L’economia si riferisce alle nostre attività, a come produciamo e consumiamo acquisendo crediti e contraendo debiti. L’economia della natura ha a che fare con attività simili, perché anche in natura ci sono produttori e consumatori, e i sistemi naturali funzionano in modo simile a quelli economici. O sarà il contrario? Chi c’era prima? Noi o il resto della natura? La risposta è ovvia: il resto della natura. Quindi queste regole, quelle che normano produzione e consumo, sono regole naturali che nel corso del tempo abbiamo adattato al nostro vivere da uomini.
Prima abbiamo guardato dentro di noi (e abbiamo concepito l’economia) poi abbiamo guardato fuori (sviluppando l’economia della natura). Poi abbiamo cambiato parola, e l’economia della natura è diventata ecologia. Forse è stato un male. Se il termine fosse rimasto lo stesso (economia) forse sarebbe rimasto sempre evidente lo stretto legame dell’economia dell’uomo con quella della natura. Ma non si può tornare indietro. Le cose cambiano continuamente. Evolvono. Nulla rimane per sempre uguale. La natura cambia in continuazione, e così anche l’economia.
Ora il titolo di questo libro dovrebbe essere trasparente e chiaro.
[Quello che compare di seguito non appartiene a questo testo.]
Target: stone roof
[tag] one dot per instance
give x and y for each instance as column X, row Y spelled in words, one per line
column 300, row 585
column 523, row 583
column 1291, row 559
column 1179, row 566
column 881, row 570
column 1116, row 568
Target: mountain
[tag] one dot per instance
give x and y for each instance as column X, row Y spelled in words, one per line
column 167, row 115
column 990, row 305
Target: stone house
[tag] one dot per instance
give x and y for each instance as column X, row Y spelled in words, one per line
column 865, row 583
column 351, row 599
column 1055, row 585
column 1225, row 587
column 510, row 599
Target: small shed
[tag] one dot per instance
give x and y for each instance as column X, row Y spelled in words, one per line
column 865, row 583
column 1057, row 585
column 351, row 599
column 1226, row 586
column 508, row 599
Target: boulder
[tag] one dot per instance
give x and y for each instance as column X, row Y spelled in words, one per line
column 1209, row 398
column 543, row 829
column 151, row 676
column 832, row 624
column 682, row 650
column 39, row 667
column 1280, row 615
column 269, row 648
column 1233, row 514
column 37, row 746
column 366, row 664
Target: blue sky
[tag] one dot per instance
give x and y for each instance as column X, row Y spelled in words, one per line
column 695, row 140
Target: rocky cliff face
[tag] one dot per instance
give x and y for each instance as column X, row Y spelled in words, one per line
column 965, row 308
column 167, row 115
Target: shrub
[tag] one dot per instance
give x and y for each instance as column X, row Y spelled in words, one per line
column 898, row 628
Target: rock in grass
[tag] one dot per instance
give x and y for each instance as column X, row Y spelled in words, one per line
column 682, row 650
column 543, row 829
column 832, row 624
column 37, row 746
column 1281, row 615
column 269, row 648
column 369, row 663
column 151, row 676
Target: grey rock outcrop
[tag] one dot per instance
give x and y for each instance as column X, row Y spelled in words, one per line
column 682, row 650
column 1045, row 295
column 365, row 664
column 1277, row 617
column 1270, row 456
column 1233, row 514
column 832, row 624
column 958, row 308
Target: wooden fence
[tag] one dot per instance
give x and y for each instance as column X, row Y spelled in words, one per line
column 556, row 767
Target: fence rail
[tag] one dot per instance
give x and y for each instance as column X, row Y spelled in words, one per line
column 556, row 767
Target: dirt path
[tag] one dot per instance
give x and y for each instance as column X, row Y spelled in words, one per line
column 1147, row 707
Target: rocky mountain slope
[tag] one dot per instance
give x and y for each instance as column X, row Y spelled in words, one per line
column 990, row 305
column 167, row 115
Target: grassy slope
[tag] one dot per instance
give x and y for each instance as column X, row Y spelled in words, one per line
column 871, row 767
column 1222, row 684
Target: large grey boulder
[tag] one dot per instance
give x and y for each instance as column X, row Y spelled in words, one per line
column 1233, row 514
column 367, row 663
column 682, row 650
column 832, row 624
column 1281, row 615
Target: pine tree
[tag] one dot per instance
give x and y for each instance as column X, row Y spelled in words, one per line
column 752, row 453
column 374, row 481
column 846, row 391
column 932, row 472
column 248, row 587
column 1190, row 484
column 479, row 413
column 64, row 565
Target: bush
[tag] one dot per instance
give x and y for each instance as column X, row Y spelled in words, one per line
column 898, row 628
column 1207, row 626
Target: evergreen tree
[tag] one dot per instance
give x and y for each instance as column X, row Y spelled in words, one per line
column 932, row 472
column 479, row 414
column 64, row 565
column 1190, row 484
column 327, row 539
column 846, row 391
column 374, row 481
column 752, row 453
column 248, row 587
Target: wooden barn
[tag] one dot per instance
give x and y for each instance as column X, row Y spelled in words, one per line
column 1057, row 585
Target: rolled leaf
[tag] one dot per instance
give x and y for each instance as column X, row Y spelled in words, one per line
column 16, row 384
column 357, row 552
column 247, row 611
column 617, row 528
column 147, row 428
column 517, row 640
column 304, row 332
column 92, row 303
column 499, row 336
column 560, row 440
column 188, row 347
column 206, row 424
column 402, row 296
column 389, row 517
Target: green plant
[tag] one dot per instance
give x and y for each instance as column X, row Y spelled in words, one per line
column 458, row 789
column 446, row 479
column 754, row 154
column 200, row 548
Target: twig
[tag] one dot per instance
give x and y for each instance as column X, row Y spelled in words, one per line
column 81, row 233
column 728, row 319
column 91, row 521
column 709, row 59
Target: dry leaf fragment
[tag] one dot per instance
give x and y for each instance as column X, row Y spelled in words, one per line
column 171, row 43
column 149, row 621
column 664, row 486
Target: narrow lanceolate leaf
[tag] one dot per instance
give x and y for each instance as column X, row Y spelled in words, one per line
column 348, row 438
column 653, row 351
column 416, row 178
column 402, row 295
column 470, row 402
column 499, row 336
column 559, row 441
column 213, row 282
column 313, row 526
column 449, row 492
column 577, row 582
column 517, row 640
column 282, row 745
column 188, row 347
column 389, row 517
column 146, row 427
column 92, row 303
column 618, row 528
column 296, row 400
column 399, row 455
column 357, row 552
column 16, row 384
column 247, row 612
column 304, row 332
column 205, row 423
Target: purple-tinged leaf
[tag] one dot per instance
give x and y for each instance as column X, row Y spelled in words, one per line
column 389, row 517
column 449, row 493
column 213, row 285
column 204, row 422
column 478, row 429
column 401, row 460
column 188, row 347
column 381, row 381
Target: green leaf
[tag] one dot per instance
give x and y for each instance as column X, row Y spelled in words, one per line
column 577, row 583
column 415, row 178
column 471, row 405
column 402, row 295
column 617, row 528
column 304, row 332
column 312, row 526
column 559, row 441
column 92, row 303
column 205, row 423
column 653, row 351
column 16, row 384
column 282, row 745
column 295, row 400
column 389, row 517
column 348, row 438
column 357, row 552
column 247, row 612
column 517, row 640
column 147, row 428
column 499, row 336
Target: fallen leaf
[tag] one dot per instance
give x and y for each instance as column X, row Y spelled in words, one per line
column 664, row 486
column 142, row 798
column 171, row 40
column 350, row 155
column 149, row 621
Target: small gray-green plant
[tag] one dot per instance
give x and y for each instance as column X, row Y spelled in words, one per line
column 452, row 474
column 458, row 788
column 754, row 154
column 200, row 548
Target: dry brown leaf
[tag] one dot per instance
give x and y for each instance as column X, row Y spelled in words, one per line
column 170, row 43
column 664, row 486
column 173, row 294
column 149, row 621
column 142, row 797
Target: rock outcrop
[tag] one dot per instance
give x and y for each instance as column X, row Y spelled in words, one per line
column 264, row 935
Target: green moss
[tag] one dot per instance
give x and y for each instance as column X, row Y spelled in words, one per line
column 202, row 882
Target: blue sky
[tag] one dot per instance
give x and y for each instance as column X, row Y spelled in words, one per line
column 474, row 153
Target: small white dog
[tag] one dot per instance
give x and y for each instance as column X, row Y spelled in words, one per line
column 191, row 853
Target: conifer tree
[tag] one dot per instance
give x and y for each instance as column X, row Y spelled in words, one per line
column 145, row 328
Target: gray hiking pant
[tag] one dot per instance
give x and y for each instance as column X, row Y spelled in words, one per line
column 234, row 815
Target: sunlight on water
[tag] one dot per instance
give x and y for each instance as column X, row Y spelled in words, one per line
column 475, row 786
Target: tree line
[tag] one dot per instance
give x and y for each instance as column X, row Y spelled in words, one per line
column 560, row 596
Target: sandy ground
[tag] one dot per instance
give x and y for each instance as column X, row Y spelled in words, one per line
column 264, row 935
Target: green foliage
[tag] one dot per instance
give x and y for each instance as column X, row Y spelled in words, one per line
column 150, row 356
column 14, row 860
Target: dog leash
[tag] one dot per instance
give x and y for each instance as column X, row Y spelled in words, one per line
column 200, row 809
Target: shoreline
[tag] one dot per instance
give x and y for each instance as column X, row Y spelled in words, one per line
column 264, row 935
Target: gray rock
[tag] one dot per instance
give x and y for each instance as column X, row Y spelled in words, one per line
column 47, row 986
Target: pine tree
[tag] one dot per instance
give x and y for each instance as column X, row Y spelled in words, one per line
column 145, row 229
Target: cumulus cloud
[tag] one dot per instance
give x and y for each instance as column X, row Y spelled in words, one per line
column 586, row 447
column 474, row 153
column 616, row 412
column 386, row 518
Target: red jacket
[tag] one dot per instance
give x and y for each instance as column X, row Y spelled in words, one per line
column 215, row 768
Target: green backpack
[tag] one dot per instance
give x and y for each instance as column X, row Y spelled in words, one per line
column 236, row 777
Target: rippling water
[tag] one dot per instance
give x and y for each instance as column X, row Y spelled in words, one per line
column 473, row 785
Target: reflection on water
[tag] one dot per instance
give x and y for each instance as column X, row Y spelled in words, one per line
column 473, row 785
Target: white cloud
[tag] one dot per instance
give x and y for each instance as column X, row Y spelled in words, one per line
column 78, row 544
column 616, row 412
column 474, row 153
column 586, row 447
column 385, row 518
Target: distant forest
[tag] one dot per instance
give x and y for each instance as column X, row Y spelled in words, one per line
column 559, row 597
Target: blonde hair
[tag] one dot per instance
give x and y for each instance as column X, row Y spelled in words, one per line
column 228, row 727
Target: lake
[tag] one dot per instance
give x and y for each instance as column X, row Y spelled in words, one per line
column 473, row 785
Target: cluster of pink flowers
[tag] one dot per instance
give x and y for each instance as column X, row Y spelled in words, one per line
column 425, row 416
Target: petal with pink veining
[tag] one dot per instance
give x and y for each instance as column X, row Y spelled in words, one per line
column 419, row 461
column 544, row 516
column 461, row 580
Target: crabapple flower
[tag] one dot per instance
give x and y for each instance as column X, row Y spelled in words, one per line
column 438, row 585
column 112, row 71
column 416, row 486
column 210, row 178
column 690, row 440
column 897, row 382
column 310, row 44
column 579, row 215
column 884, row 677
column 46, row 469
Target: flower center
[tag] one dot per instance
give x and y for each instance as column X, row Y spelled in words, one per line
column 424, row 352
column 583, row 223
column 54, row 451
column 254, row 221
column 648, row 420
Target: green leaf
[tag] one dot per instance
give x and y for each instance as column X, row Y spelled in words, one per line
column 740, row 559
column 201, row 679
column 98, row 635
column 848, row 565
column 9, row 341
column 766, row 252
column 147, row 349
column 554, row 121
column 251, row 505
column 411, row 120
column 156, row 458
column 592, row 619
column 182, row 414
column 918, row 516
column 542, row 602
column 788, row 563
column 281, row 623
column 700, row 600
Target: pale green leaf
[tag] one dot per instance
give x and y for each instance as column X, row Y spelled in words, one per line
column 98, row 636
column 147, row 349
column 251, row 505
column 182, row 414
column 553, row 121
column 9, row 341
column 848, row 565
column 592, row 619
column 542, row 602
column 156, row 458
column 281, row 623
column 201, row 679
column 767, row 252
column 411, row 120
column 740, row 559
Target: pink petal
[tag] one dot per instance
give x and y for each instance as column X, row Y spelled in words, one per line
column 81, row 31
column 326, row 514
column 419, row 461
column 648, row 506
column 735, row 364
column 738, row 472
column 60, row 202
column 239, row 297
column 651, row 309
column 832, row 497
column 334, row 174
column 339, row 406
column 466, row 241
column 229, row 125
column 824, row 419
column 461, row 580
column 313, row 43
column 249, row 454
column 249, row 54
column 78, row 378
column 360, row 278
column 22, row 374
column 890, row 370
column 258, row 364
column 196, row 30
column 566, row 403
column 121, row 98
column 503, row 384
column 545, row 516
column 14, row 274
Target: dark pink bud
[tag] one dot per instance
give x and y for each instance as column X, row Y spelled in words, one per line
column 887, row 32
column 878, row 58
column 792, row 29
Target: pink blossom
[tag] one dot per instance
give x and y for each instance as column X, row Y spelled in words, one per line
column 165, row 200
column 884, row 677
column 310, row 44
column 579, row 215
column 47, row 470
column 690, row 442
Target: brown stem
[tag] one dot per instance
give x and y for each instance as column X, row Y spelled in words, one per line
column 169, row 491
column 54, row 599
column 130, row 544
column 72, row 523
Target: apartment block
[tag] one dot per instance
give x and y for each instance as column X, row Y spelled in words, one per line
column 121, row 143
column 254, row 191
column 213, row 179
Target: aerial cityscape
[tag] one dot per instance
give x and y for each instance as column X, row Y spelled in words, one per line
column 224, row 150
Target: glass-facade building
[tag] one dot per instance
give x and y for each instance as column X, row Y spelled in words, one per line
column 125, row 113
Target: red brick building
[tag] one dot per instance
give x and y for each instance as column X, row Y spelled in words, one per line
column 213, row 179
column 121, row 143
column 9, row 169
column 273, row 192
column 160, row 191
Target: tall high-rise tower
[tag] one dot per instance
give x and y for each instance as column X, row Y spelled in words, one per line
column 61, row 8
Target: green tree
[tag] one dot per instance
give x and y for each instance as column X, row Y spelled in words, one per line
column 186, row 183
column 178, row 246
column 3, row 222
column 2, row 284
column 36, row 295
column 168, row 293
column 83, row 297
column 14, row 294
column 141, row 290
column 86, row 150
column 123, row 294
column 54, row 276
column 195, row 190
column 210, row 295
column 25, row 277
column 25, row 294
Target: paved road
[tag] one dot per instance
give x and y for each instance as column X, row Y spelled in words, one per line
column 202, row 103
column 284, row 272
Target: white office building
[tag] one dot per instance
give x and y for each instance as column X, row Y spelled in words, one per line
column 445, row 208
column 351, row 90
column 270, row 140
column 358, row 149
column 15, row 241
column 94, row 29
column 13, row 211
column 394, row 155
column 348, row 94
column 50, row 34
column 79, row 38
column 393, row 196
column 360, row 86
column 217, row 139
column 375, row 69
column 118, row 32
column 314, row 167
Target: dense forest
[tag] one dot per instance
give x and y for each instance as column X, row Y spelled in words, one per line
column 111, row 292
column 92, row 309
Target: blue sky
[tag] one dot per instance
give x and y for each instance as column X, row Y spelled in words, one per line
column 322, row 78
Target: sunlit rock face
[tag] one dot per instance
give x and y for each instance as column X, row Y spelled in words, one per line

L’ecologia studia fenomeni naturali, l’economia fenomeni artificiali. Ma l’artificiale può permettersi di coniare leggi e regole differenti da quelle naturali?
Conoscere l’economia della natura (e quindi l’ecologia) potrebbe essere utile per capire l’economia? Io penso di sì. Tuttavia non è previsto l’insegnamento dell’ecologia (l’economia della natura) nei corsi di laurea in economia (dell’uomo), e gli economisti pensano che l’ecologia sia qualcosa di alieno alle loro necessità formative.
Questo libro argomenta un’unica tesi: l’uomo fa parte della natura e le regole che inventa sono alla fine soggette alle regole della natura. Tutto qui. Non sembra così ovvio? Eppure tutti i guai in cui ci siamo cacciati, e quelli in cui continuiamo a cacciarci, derivano dal non aver capito questo semplicissimo concetto.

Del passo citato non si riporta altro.